The city council said it had seen a surge in looting since the lockdown started on March 27, some involving criminals taking advantage of the crisis.

“Even this morning, after midnight last night I had calls from residents saying people are putting bricks on the road to intercept trucks,” JP Smith, mayoral committee member for safety and security, told Reuters.

Officials had started asking trucking companies to send details of their routes and trips to a control centre so the council could try to coordinate security arrangements, he said.

The city had a reserve security team on standby to respond to incidents and was working closely with the army and police, Smith added. “We just don’t have the resources to protect every truck.”

Smith said a group of people tried to force a truck off the R300 freeway on Wednesday. They failed, but the crowd chased away the lone private security guard protecting the vehicle, he added.

Hundreds of people then tried to invade a nearby shopping complex before police stopped them, Smith said.

Videos posted online on Monday showed a large crowd of people taking packages from a truck belonging to Africa’s largest retailer, Shoprite.

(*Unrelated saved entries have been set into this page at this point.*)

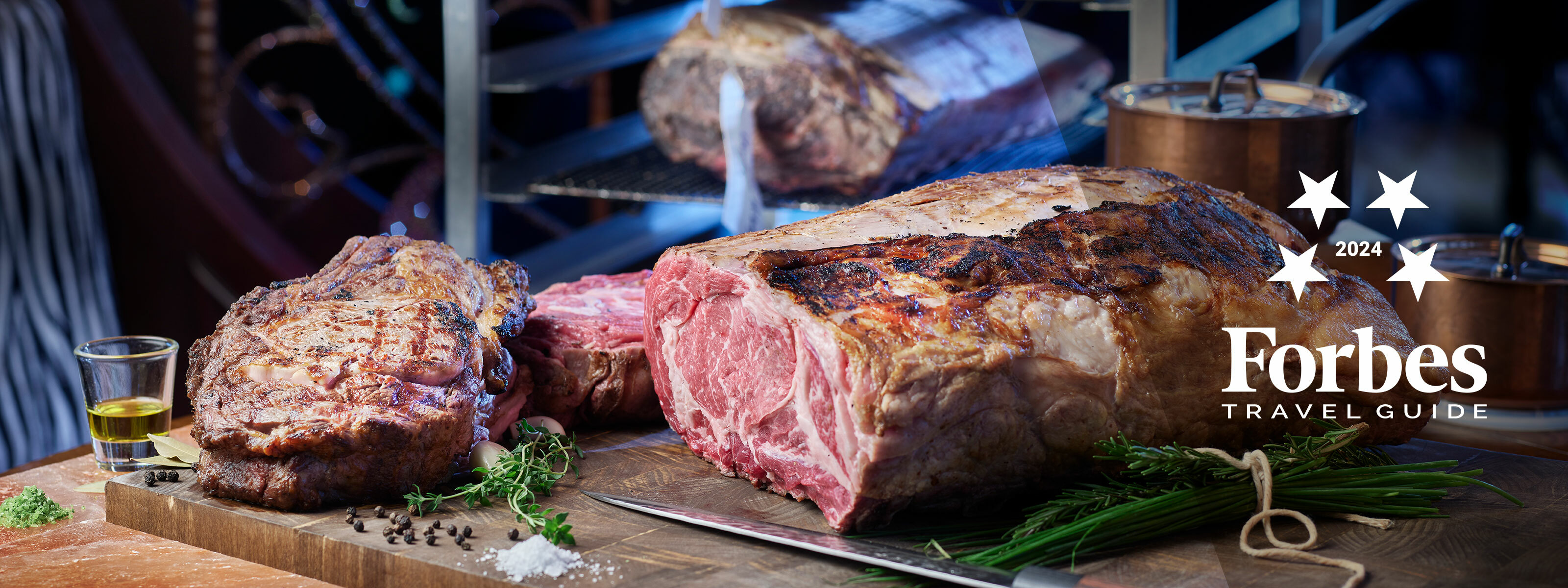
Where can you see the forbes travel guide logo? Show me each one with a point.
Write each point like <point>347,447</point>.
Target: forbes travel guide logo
<point>1323,365</point>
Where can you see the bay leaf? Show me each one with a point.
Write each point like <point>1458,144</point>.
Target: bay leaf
<point>164,462</point>
<point>176,449</point>
<point>92,487</point>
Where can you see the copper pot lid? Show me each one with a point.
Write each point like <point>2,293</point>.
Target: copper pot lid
<point>1509,258</point>
<point>1252,98</point>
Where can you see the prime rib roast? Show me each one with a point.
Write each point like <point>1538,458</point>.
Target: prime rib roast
<point>976,336</point>
<point>582,353</point>
<point>866,95</point>
<point>372,375</point>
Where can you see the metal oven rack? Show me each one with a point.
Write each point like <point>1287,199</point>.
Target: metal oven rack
<point>618,161</point>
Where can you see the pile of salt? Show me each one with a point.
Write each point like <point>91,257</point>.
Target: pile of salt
<point>534,557</point>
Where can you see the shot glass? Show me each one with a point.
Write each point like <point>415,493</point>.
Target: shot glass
<point>127,385</point>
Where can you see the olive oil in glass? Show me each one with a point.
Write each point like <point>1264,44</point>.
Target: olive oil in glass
<point>127,385</point>
<point>129,419</point>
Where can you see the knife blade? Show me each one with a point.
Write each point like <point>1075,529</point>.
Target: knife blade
<point>869,553</point>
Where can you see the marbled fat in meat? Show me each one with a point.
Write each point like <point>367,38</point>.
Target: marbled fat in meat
<point>974,338</point>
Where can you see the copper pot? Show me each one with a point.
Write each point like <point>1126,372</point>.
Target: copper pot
<point>1246,135</point>
<point>1506,294</point>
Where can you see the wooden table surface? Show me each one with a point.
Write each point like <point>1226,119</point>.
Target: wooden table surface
<point>1486,543</point>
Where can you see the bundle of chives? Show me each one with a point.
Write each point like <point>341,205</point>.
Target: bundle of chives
<point>1169,490</point>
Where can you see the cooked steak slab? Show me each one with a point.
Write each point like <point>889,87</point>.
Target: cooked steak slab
<point>582,353</point>
<point>860,96</point>
<point>974,338</point>
<point>369,377</point>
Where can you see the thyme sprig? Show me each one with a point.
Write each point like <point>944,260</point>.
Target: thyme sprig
<point>521,477</point>
<point>1170,488</point>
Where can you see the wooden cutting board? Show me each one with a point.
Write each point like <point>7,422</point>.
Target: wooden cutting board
<point>1487,541</point>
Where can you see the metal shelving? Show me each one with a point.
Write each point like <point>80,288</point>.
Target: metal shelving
<point>618,161</point>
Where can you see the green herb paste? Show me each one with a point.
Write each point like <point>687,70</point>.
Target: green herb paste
<point>30,509</point>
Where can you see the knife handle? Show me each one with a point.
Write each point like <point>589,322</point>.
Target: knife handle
<point>1047,578</point>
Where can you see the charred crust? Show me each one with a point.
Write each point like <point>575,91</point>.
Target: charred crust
<point>1114,253</point>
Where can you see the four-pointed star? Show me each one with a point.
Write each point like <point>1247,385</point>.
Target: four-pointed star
<point>1396,198</point>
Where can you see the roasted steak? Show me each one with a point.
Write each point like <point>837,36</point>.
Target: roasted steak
<point>582,353</point>
<point>976,336</point>
<point>363,380</point>
<point>860,96</point>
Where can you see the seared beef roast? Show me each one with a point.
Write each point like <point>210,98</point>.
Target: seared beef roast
<point>868,365</point>
<point>860,96</point>
<point>374,375</point>
<point>582,353</point>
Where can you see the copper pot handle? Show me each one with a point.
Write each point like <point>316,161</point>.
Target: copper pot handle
<point>1511,251</point>
<point>1249,74</point>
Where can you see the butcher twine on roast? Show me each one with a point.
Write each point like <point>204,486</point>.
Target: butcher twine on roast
<point>370,377</point>
<point>868,365</point>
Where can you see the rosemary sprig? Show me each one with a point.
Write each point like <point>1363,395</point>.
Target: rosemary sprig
<point>519,477</point>
<point>1172,488</point>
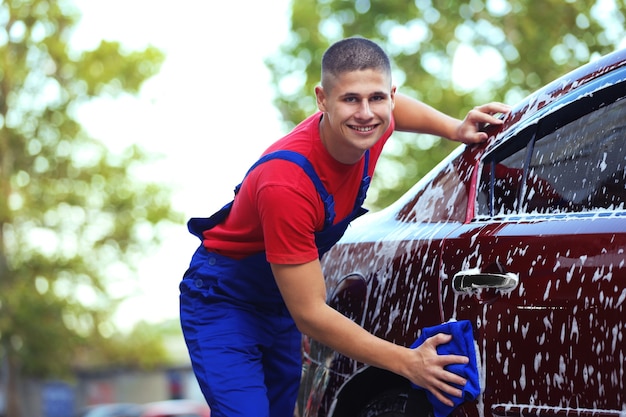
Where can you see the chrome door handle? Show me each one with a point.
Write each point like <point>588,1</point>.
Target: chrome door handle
<point>467,281</point>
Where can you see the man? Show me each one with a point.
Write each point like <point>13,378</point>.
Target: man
<point>256,282</point>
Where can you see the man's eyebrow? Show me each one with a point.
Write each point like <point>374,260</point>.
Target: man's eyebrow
<point>374,93</point>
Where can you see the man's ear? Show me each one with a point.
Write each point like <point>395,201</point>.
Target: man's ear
<point>320,98</point>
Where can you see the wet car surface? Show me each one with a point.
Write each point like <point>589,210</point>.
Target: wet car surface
<point>525,236</point>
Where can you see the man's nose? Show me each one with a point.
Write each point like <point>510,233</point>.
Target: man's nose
<point>365,112</point>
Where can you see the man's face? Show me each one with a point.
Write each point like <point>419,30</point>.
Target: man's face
<point>357,110</point>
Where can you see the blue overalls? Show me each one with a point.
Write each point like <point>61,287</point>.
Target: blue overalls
<point>244,345</point>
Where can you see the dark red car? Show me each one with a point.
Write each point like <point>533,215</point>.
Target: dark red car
<point>525,236</point>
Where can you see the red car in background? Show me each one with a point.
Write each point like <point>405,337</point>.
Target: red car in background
<point>525,236</point>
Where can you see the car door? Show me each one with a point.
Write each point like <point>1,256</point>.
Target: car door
<point>541,269</point>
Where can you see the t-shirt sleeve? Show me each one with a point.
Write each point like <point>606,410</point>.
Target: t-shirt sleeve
<point>288,217</point>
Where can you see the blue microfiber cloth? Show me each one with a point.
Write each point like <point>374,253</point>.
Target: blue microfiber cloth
<point>462,343</point>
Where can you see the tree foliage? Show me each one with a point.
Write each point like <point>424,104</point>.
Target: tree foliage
<point>73,217</point>
<point>451,54</point>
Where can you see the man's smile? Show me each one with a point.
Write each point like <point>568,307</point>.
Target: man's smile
<point>363,128</point>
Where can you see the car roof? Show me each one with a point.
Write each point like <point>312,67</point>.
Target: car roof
<point>541,99</point>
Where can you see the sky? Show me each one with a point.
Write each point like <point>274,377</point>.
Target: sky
<point>208,113</point>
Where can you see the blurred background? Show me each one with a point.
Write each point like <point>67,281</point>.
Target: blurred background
<point>121,119</point>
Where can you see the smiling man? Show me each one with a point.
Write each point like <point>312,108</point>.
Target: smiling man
<point>256,280</point>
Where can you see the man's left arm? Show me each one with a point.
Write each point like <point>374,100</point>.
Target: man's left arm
<point>415,116</point>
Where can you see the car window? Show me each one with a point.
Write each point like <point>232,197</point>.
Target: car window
<point>576,168</point>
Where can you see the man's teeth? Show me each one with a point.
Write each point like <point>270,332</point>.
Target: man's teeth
<point>363,128</point>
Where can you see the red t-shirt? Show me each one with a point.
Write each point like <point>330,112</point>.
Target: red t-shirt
<point>278,209</point>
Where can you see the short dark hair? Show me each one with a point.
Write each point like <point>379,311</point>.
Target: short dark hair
<point>354,54</point>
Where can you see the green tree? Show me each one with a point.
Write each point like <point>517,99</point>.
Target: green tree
<point>517,45</point>
<point>73,217</point>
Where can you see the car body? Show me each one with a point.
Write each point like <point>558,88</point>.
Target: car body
<point>176,408</point>
<point>525,237</point>
<point>112,410</point>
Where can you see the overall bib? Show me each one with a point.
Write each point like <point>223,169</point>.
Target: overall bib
<point>244,345</point>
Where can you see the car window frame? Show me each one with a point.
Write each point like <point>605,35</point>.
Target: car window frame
<point>601,92</point>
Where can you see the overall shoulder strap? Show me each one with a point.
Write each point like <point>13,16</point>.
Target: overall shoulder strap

The footage, which has not been verified by Reuters, showed large holes in the vehicle’s windscreen at the side of road in Netreg, a poor suburb less than 20km from Cape Town.

Another video posted this week shows a man throwing stones at a truck as other motorists hoot their horns and speed by. The white truck is seen slowing down before speeding past the stone-thrower. The footage then pans left to show another smaller truck lying on its side and people running towards it in the suburb of Belhar.

“We find ourselves facing a humanitarian crisis because of the lockdown and the economic challenges that follow are only going to exacerbate these challenges further … (but) acts of criminality will not be tolerated,” said Albert Fritz, Western Cape minister of community safety in a statement.

Earlier this month, police minister Bheki Cele said a ban on alcohol sales had helped lower crime across the country during the lockdown. But with liquor stores shut, officers have reported a growing black market for alcohol and a wave of attacks on shuttered shops.